I was writing a simple scene for my science-fiction novel where a character looks up at the night sky. I stopped. I looked up with him and the sky was empty. Gemini, Orion, Polaris; these are our stories. This is a new world. What would I put in this character's sky? This question led me to an emerging theme of the novel: the power of naming and the importance of story and myth as a culture-making tool.

I believe that we are what we can remember. For individuals, this is our memory; for cultures, it is our story. In this novel, memory and culture are fundamentally data structures, graphs that map neural synapses and collective myths. As I explore the fight over these internal memories (whether through mystic meditation techniques or optogenetic intervention), I am seeing a very real and tangible way for larger conflicts between peoples to be illustrated against the night sky. The stars are there. All that remains is for a mind to draw a line between them, a people to tell a story. This isn't just about different cultures overlapping the same space; it's about competing claims on history. The great conflict of this world is the battle over data ownership and cultural memory: a battle over who gets to draw the lines between the stars.

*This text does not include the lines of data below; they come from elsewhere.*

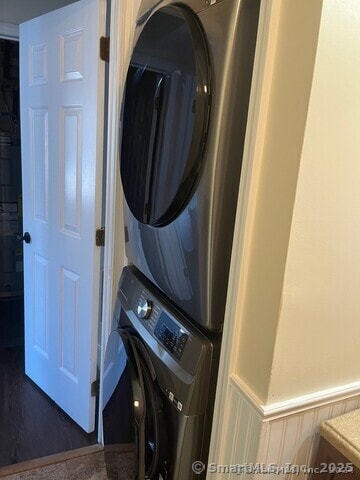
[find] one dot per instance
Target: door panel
(62, 111)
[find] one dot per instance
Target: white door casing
(62, 121)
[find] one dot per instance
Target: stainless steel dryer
(158, 384)
(182, 128)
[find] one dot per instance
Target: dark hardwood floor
(31, 425)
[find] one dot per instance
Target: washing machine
(183, 123)
(158, 387)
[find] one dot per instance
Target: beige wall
(319, 328)
(279, 165)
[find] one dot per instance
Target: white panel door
(62, 112)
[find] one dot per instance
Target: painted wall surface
(276, 186)
(18, 11)
(319, 329)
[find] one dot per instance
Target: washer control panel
(171, 335)
(166, 325)
(144, 308)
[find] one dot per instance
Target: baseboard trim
(49, 460)
(294, 405)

This battle isn't new. This novel started from research on the French Wars of Religion, a conflict rooted in who defined truth and memory. It's profoundly saddening to see that same story lingering today. As a writer, I feel the weight of trying to capture a world defined by fragmentation and the desperate, necessary acts of resistance needed to assert one’s own story against a dominating power. The fight to draw those lines, even in a chaotic sky, is what matters.